March 1, 2019 2 comments

Valentine's Day RosesCooking is the ultimate expression of love. This is always true, but even more though on Valentine’s Day, as the whole holiday is all about love – the holiday which exists since about the 5th century – it is really fun to celebrate something so deeply rooted in history.

Our personal love story was simple – yet, probably, equally uncommon – the love at first sight. It took three days since the moment we saw each other for the first time until everything was decided. So you can imagine that Valentine’s Day was always an important holiday for us. At first, we tried to follow to common path, working hard to score coveted restaurant reservation – until the dinner at one of the most expensive, and supposedly, best Italian restaurants in Connecticut, which we left asking each other “what was that???”. That was the end of our “eating out” Valentine’s Day celebrations, and the beginning of the “eat in” tradition.

One of the advantages of “eat in” celebrations is a much better wine program. You don’t need to desperately comb through the pages of the wine list, finding that you can’t afford any of the wines by the bottle you want to drink, and common sense preventing you from getting any of the wines by the glass which can be classified as a “seemingly affordable rip off”. Instead, you can spend hours combing through your own wine shelves, looking for the bottles which you will deem worthy of a special celebration –  and which will also work with the menu you have in mind.

Valentiens Day wines

Martinelli Syrah which you see in the picture was a backup wine in case anything will be wrong with the Pinot. Now it is back in the cellar, waiting for its turn.

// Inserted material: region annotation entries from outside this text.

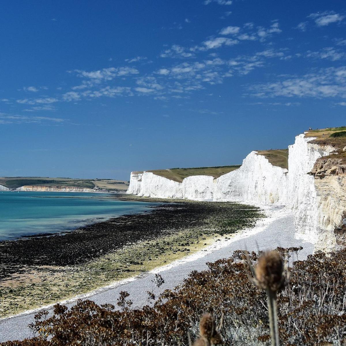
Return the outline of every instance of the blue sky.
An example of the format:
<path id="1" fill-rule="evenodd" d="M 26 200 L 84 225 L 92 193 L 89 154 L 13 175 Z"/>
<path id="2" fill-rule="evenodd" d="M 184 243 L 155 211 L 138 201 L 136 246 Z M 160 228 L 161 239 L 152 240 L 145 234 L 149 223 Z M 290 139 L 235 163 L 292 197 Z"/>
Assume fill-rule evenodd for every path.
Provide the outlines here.
<path id="1" fill-rule="evenodd" d="M 239 164 L 345 125 L 344 4 L 2 1 L 0 175 Z"/>

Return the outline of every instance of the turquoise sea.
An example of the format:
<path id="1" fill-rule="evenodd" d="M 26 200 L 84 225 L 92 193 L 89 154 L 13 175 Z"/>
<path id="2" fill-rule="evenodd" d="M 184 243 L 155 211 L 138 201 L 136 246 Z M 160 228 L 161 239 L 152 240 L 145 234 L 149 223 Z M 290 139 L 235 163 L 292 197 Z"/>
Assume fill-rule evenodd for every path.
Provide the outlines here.
<path id="1" fill-rule="evenodd" d="M 111 199 L 108 193 L 0 191 L 0 240 L 71 230 L 153 203 Z"/>

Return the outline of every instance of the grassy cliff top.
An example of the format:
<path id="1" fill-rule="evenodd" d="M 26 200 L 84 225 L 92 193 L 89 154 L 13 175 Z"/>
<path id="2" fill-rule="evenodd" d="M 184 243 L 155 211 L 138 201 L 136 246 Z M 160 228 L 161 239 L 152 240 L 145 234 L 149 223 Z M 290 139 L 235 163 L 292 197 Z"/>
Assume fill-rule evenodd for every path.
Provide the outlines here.
<path id="1" fill-rule="evenodd" d="M 273 166 L 288 169 L 288 149 L 259 150 L 258 155 L 263 155 Z"/>
<path id="2" fill-rule="evenodd" d="M 337 154 L 332 154 L 334 158 L 340 158 L 346 163 L 346 152 L 343 149 L 346 146 L 346 126 L 340 127 L 327 127 L 325 129 L 313 130 L 305 134 L 306 137 L 316 137 L 310 143 L 322 145 L 331 145 L 335 148 Z M 329 156 L 325 156 L 323 158 Z"/>
<path id="3" fill-rule="evenodd" d="M 171 168 L 166 170 L 153 170 L 146 172 L 152 172 L 156 175 L 181 183 L 184 178 L 193 175 L 210 175 L 218 178 L 226 173 L 229 173 L 239 168 L 240 165 L 221 166 L 215 167 L 193 167 L 190 168 Z M 143 172 L 135 172 L 135 174 Z"/>
<path id="4" fill-rule="evenodd" d="M 15 189 L 25 185 L 76 187 L 93 189 L 95 187 L 113 191 L 126 191 L 128 182 L 112 179 L 73 179 L 48 177 L 0 177 L 0 184 Z"/>

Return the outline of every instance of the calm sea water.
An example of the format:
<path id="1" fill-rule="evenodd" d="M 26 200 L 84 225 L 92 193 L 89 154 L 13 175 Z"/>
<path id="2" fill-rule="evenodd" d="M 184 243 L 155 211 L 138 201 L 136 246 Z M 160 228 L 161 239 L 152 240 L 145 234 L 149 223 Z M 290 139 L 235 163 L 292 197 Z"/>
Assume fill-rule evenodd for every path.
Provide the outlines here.
<path id="1" fill-rule="evenodd" d="M 152 203 L 107 193 L 0 191 L 0 240 L 72 230 L 114 216 L 142 212 Z"/>

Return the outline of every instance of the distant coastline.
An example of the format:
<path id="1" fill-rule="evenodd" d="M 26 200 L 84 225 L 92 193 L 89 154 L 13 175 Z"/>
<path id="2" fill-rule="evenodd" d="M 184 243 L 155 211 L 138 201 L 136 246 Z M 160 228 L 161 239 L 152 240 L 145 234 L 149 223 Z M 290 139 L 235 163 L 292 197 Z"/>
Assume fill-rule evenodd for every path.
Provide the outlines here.
<path id="1" fill-rule="evenodd" d="M 149 212 L 79 227 L 63 236 L 0 242 L 0 318 L 168 264 L 253 227 L 264 216 L 258 208 L 229 202 L 125 195 L 117 199 L 151 201 L 153 208 Z"/>

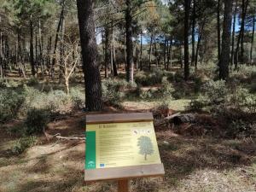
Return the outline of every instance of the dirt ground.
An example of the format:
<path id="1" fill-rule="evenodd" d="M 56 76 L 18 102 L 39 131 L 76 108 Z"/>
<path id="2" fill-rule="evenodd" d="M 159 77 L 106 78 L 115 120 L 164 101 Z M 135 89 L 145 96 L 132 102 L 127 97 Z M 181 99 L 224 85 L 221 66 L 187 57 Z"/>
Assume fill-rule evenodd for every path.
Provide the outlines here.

Last year’s celebration was about steak and Cab – obviously, I couldn’t repeat myself, so the search was on to find an appropriate protein replacement. Somehow that resulted in the duck breast – and what wine does the duck breast call for? Of course, the Pinot Noir!

Before we talk Pinot we need to talk bubbles. Bubbles don’t have to exclusively narrow down to Champagne. Champagne is a wonderful sparkling wine, perfectly appropriate for any celebration – but the world of wine moved up tremendously over the past 15-20 years. I don’t have any stats to prove this objectively, but I have a feeling in the USA at least a third of all wineries if not half of them produce sparkling wine – if not for the wide distribution, then at least for the wine clubs and tasting room visitors.

I also have to say that ever since I visited the Franciacorta region in Lombardy, Italy, Franciacorta sparkling wines became my go-to choice of bubbles for any special celebrations. In my mind, Franciacorta wines are very consistent, and today, as they honed their production methods to perfection, this translates into the “you can’t go wrong with” Franciacorta wines in general. La Valle was one of my top highlights of that Franciacorta trip and the La Valle Rosé really hit the cord then – and it continues to do now. This 2011 La Valle Brut Rosé Franciacorta was superb – fine mousse, delicious strawberries on the nose with the hint of the toasted bread, and more strawberries on the palate – a perfect opener for our evening.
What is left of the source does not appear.